Withholding tax collection is also an important source of direct tax revenues in advanced economies. For instance, about 27 per cent of the income tax was collected through this mode in Japan during 2012-13.
However, there is a big difference in the operational methodology of withholding tax in Pakistan and advanced economies. Withholding taxes in advanced economies are largely allowed to be adjusted against the gross tax liability at the time of filing tax returns, or taxpayers have the option to treat withheld taxes as final or adjustable for their convenience.
In sharp contrast, a majority of withholding tax cases here, final discharge of tax liability and taxpayers are not allowed to adjust against their gross tax liability. Non-adjustability of withholding taxes gives the spirit of indirect taxation, weakening the redistributive power of direct taxation.
There is huge tax evasion as measured by the tax gap, which also reduces the redistribution power of direct taxation. For instance, the direct tax gap was estimated to be around 143 per cent of actual direct tax revenues of Rs183.1 billion in 2004-05. In another study, the tax gap was estimated to be 97 per cent of actual receipts of salaried taxpayers, and 15 per cent of actual receipts of non-salaried taxpayers.

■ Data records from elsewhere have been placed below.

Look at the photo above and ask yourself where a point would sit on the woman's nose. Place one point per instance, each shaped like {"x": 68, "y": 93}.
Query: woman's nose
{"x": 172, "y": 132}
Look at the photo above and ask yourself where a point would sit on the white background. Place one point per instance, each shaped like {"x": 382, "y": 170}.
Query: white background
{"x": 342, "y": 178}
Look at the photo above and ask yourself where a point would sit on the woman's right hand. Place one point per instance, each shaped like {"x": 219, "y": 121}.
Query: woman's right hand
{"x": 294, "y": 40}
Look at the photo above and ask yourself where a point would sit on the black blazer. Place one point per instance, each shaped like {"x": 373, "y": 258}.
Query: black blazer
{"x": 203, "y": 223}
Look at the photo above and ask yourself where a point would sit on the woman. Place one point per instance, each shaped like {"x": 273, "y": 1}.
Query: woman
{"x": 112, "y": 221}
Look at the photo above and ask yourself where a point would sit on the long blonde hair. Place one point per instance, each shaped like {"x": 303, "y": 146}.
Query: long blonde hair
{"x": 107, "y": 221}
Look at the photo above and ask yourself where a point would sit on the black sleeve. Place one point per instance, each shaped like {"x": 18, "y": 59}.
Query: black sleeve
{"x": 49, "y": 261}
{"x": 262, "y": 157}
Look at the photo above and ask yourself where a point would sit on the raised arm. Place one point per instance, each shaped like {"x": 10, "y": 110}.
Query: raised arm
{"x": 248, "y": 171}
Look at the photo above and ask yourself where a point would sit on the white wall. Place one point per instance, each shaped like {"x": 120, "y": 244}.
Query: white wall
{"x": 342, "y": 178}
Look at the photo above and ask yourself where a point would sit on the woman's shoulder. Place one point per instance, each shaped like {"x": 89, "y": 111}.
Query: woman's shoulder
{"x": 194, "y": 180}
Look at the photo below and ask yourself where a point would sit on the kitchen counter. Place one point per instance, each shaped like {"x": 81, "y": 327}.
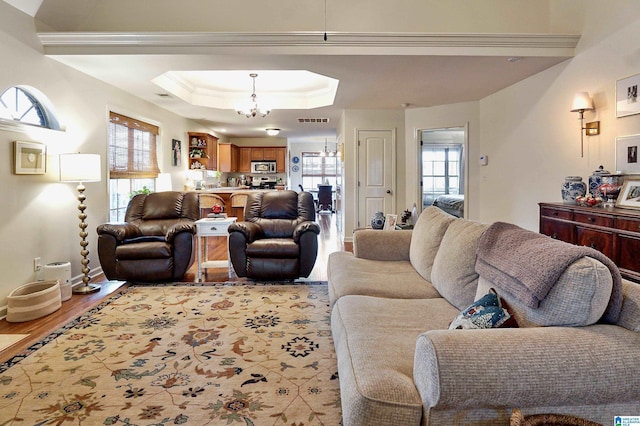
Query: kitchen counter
{"x": 225, "y": 192}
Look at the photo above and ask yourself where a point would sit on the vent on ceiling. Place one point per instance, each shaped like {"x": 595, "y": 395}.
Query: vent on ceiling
{"x": 313, "y": 120}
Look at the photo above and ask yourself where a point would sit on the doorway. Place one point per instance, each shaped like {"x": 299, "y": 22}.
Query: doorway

This amounts to a tax gap of 27 per cent of individual tax revenues and three per cent of federal tax revenues in 2007-08. Likewise, the corporate tax gap was estimated to be about 218 per cent of the actual corporate income tax payments for 2007-08.
The informal economy is another factor that is weakening the redistribution power of direct taxation. The size of this economy was estimated to be 30 per cent of the total size of the economy in 2009-10. As long as the money continues changing hands in the informal economy, fiscal policy would largely remain ineffective in redistribution of income.
A long list of exemptions in the income tax law also favours wealthy people. Taxation of agricultural income is virtually exempted. About Rs70 billion in income tax revenue was lost due to various exemptions on account of income tax during 2011-12. The government provided subsidy to the tune of about four per cent of GDP during 2007-08, largely to the power sector, but the country is unable to cope with the electricity shortage.
Last but not the least, there is no levy on inheritance, wealth or gifts in the country. The absence of such a levy has certainly aggravated the problem of income inequality. As long as there is no inheritance tax, a few big landlords and wealthy people would continue to see their wealth blooming.
In advanced economies, inherence tax collection is sizeable. For instance, in Japan, inheritance tax revenue was 3.5 per cent to total tax collection during 2012-13.